I’ve completed the first course of my DIY-MBA! 💥
This was a nice, pretty short Udemy course in which an instructor takes you through:
- A few blockchain fundamentals (which I mostly knew already so went over quickly)
- Building a mini prototype of a blockchain using Python, with a client and nodes (“miners”) implementing
- For the clients
- Issuing new public/private key pairs (effectively a new wallet)
- Generating and signing transactions with the private key
- Sending transactions to one of the miners
- For the miners
- Receiving & validating transactions (ensuring the signed transaction must have come from someone with the private key)
- Mining a new block: taking transactions that aren’t yet on the chain, bundling them, and trying to find the nonce value (a number) which makes the new block pass the hashing difficulty challenge of the network (in this case the hash had to start with 2 0s). This is the idea of the proof of work algorithm
- The miner issuing itself a block reward as part of this newly mined block
- Miners being aware of other miners’ chains (polling for them) and updating their blockchain version if there is a longer valid chain out there (checking that all previous_hash values are actually equal to the hash of the previous block), and mining on top of that one (this is the idea of the consensus algorithm)
- For the clients
It was nice to get a bit of a hands-on view of some of these key techniques after reading about them for a while.
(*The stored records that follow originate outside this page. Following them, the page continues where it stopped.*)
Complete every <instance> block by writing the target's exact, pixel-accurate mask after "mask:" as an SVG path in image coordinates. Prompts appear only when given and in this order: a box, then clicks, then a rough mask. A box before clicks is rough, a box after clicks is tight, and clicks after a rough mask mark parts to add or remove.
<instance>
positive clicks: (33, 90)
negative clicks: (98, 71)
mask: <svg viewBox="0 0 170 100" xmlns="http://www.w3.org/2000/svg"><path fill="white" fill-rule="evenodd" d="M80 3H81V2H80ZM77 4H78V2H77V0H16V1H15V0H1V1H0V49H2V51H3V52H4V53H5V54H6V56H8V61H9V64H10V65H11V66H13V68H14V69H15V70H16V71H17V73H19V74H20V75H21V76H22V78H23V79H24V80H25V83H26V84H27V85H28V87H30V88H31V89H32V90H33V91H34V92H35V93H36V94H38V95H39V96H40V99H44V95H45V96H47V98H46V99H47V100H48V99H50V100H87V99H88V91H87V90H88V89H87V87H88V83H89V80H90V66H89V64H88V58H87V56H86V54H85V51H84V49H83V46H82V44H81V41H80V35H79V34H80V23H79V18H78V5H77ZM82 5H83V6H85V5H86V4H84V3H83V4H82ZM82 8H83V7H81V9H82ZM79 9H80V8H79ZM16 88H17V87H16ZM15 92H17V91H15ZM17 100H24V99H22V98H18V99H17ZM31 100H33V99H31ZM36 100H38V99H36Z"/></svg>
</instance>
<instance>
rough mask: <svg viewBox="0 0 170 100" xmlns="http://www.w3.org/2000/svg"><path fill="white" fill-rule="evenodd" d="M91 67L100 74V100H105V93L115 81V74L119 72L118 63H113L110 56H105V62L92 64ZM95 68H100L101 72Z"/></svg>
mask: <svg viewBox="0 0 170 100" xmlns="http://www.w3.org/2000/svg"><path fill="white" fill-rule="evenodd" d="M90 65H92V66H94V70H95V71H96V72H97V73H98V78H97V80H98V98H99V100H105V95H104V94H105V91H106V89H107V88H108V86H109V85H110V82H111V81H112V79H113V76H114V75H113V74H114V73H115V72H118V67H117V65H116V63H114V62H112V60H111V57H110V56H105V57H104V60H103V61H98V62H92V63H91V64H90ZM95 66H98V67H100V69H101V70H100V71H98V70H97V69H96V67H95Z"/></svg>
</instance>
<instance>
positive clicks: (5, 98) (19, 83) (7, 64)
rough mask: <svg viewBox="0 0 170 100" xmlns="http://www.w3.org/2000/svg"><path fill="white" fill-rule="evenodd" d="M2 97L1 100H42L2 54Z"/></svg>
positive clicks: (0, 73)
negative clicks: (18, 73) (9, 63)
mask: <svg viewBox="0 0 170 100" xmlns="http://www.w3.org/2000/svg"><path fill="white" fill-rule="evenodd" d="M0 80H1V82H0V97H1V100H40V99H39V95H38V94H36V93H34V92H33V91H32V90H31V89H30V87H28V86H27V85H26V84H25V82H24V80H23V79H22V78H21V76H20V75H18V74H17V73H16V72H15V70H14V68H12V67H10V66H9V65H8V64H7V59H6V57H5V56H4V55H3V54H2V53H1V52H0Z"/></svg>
They’re really not that complicated and pretty brilliant.
Here’s a quick demo of the final prototype:
In terms of “scaffolding” this was also a good opportunity to learn more about:
- Python’s Flask framework for web services
- Bootstrap & Font Awesome
- Do some more JQuery and AJAX request (although I think these are both pretty out of fashion)
- Play more with Repl.it which I love (an in-browser IDE and hosting service)
For non-blockchain things e.g the UIs I often just copied what the instructor had done but for the blockchain bits would try to do it myself first. Took about a dozen hours in total.
Cool code snippets
Verifying transaction signatures to respond to the client’s request for a new transaction (and as a gate for starting to mine it)
def verify_transaction_signature(self, sender_public_key, signature, transaction): public_key = RSA.importKey(binascii.unhexlify(sender_public_key)) verifier = PKCS1_v1_5.new(public_key) h = SHA.new(str(transaction).encode('utf8')) return verifier.verify(h, binascii.unhexlify(signature))
(Note: think instructor has a mistake in his implementation)
Proof of work algorithm:
@staticmethod def valid_proof(transactions, last_hash, nonce, difficulty=MINING_DIFFICULTY): guess = (str(transactions) + str(last_hash) + str(nonce)).encode('utf-8') h = SHA256.new() h.update(guess) guess_hash = h.hexdigest() # Return true if first N digits of the hash are same number of 0s as the difficulty return guess_hash[:difficulty] == '0' * difficulty # Find the nonce which creates a hash which has a minimum number of 0s at the start def proof_of_work(self): last_block = self.chain[-1] last_hash = self.hash(last_block) nonce = 0 while(self.valid_proof(self.transactions, last_hash, nonce)) is False: nonce+=1 return nonce
Validate a chain. Are all the hashes what they say they are 🙂
def valid_chain(self, chain): last_block = chain current_index = 1 while current_index < len(chain): block = chain[current_index] if block['previous_hash'] != Blockchain.hash(last_block): return False transactions = block['transactions'][:-1] transaction_elements = ['sender_public_key', 'recipient_public_key', 'amount'] transactions = [OrderedDict((k, transaction[k]) for k in transaction_elements) for transaction in transactions] if not self.valid_proof(transactions, block['previous_hash'], block['nonce'], MINING_DIFFICULTY): return False last_block = block current_index += 1 return True
Both the client and node implementations are on repl.it meaning they’re (1) public and (2) extremely easy to run, just fork and hit Play.
This looks great! One thing I never understood about the real blockchain though: are transactions hashed as part of the mining process or just included as some kind of metadata once a block has been found?
If there’s a lot of transactions, what’s the incentive for a miner to include them when hashing? They get paid for the block either way. Is that where transaction fees come in?
Anyway, I’m enjoying the blog so far. Keep it up!
Thanks man! Good Qs…
As far as I understand, and from what we implemented in the course, the list of transactions along with a nonce value is all bundled together and hashed. The nonce value is figured out by the miner so that the resulting hash has certain property (this is the proof of work).
Yeah in the real Bitcoin the incentive for miners to include transactions is that they contain fees (and as a miner when you create the block you can direct these fees towards yourself). Miners will favour transactions with higher fees first which is why the higher the fee you add the faster your transaction gets validated by the network.
I think another incentive for taking transactions in general (even if fees weren’t a thing like in the prototype) is that they help you having the longest chain, and you want to always stay as close as possible to longest chain otherwise you run the risk of mining a block which doesn’t get accepted by the network (because there’s another longer chain somewhere else) which was lost work.